Alice Sardell Ph.D.
Associate Professor
Department of Urban Studies
City University of New York/Queens College
Email: alice.sardell@qc.cuny.edu
Discipline: Political Science
Expertise: Child Health
Investigator Award
Children's Health Policy: Actors, Issues, and ProcessAward Year: 1998 This project analyzes how the process of policymaking has shaped children's health policy in the U.S. during the last 20 years. Using analytic models derived from political science literature, it examines and compares the origins, history, and fate of seven major proposals to expand child health services or financing.

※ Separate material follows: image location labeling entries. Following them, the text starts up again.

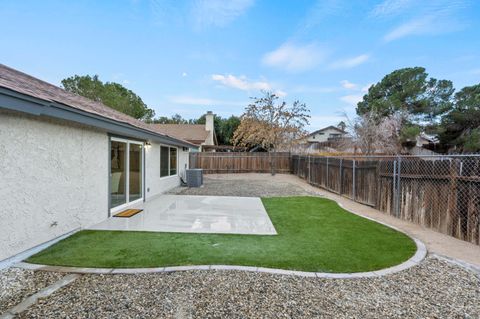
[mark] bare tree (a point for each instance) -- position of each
(371, 134)
(271, 124)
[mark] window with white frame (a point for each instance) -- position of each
(168, 161)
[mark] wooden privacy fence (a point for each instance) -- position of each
(439, 192)
(241, 162)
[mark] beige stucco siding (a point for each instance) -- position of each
(54, 179)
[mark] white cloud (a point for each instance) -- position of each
(295, 58)
(218, 12)
(348, 85)
(190, 100)
(413, 27)
(241, 83)
(350, 62)
(244, 84)
(351, 99)
(430, 18)
(390, 8)
(313, 89)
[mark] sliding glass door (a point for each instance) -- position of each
(126, 172)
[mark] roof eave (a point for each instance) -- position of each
(16, 101)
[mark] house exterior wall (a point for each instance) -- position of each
(322, 136)
(54, 179)
(210, 127)
(154, 184)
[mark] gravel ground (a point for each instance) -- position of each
(434, 289)
(17, 284)
(239, 187)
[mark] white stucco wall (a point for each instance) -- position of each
(154, 184)
(53, 179)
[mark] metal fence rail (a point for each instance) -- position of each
(439, 192)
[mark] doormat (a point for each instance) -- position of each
(128, 213)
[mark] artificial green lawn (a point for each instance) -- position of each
(314, 234)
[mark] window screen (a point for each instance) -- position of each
(173, 161)
(163, 161)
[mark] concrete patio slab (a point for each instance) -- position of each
(197, 214)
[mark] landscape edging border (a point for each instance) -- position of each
(419, 255)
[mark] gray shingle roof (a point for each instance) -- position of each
(20, 82)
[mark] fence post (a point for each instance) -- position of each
(394, 187)
(341, 176)
(309, 169)
(327, 175)
(353, 179)
(399, 189)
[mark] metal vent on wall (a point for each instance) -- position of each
(194, 177)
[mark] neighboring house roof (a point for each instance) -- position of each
(194, 133)
(331, 127)
(53, 101)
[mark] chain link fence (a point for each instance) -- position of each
(438, 192)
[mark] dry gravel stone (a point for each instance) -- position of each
(433, 289)
(16, 284)
(244, 188)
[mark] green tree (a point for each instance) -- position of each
(461, 126)
(411, 91)
(111, 94)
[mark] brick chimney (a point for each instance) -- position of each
(209, 126)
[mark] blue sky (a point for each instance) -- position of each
(188, 57)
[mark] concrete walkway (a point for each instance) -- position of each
(196, 214)
(436, 243)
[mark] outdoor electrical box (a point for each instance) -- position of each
(194, 177)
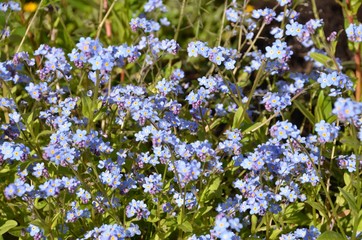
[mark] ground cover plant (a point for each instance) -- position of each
(186, 119)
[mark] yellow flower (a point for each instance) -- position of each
(30, 6)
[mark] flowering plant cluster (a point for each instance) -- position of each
(174, 137)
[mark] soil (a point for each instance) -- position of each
(332, 15)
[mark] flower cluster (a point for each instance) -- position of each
(276, 102)
(326, 131)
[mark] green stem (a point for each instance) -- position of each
(180, 19)
(104, 18)
(29, 25)
(94, 103)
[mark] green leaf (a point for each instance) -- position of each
(252, 127)
(186, 227)
(238, 117)
(323, 108)
(318, 207)
(350, 199)
(40, 204)
(9, 224)
(323, 59)
(329, 235)
(305, 111)
(214, 186)
(86, 105)
(355, 5)
(30, 118)
(275, 233)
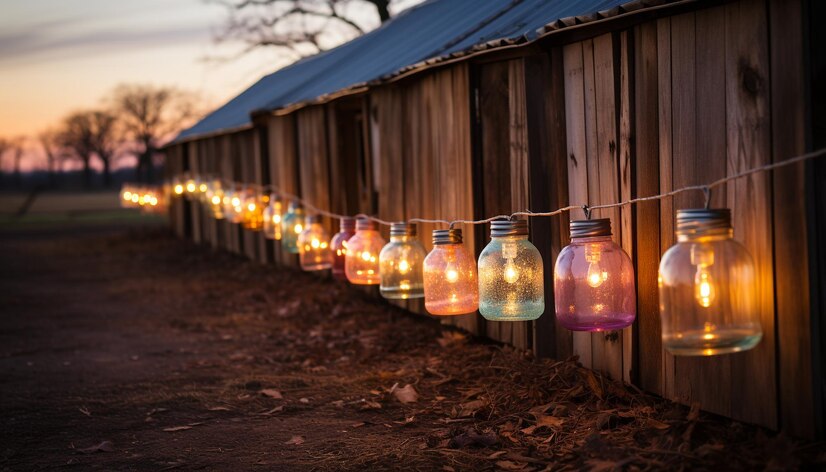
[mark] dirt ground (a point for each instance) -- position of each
(125, 349)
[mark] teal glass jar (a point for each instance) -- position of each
(511, 279)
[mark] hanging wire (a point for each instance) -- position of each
(587, 209)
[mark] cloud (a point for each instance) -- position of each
(46, 43)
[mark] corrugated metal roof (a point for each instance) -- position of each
(426, 32)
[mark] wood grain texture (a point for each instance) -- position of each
(649, 366)
(791, 261)
(577, 152)
(748, 128)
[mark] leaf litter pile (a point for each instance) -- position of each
(178, 357)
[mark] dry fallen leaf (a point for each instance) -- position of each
(105, 446)
(177, 428)
(406, 394)
(296, 440)
(272, 393)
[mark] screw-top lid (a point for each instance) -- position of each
(403, 229)
(700, 220)
(447, 236)
(347, 225)
(502, 228)
(591, 228)
(365, 224)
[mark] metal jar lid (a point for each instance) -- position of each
(403, 229)
(347, 225)
(447, 236)
(502, 228)
(591, 228)
(702, 220)
(365, 224)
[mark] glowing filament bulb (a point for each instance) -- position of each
(595, 275)
(451, 274)
(704, 287)
(705, 290)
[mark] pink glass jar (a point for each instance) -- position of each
(347, 228)
(451, 286)
(594, 280)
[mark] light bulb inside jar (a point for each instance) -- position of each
(595, 275)
(705, 291)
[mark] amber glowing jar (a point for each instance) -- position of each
(314, 246)
(347, 228)
(401, 262)
(594, 280)
(450, 282)
(291, 226)
(272, 219)
(361, 263)
(253, 208)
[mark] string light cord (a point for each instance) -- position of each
(587, 209)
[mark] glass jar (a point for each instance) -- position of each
(708, 288)
(450, 285)
(511, 281)
(347, 228)
(400, 264)
(272, 219)
(594, 280)
(361, 263)
(291, 226)
(314, 246)
(253, 209)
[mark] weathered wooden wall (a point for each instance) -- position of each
(677, 101)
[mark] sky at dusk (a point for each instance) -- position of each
(57, 56)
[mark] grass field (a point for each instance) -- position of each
(54, 208)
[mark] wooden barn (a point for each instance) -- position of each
(458, 109)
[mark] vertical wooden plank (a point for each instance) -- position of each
(519, 196)
(748, 132)
(791, 261)
(648, 330)
(626, 184)
(664, 119)
(603, 175)
(577, 153)
(548, 183)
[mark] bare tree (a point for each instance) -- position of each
(149, 116)
(301, 26)
(89, 133)
(50, 142)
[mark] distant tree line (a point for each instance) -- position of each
(133, 120)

These include Medicaid expansion, children's health insurance, immunization, school-based clinics, definitions of childhood disability, and home visiting. The major research questions are: 1) how has the process of policymaking shaped policy outcomes in child health? and 2) what are the implications for future policy directions? After better understanding the roles of key actors, their interactions, and the broader political and social environment in which they occurred, the investigators will describe conditions that may help assure the success of future efforts to increase access, and recommend effective advocacy strategies. This work adds crucial political and policy process analysis to the current body of information about financing and delivery of child health services.
Background
Associate professor Alice Sardell, a political scientist, is the center of the Department of Urban Studies' health policy concentration at CUNY/Queens College. She has been actively publishing on health issues for many years. Her book, The United States Experiment in Social Medicine: The Community Health Center Program, 1965-1986, is the definitive history of one of this country's major innovations in urban health care delivery. More recently, Sardell has turned her attention child health policy, physician networks, and new models of health care delivery, and she is actively working on a book on national policy toward child health. Sardell teaches the Department's introductory and advanced courses on health services and health policy, as well as its basic course on urban politics, Power in the City. She has also developed an innovative course sequence on Communities and Health Services, a pilot for larger interdisciplinary Neighborhood Studies Program at the College and a pedagogic model integrating teaching and field work.
- Johnson, K.A., Sardell, A., Richards, B. Federal Immunization Policy and Funding: A History of Responding to Crises. American J of Preventive Medicine, 2000, 19(3 Suppl): 99-112.
- Sardell, A., Johnson, K. The Politics of EPSDT Policy in the 1990s: Policy Entrepreneurs, Political Streams, and Children's Health Benefits. Milbank Quarterly, 1998, 76(2): 175-205.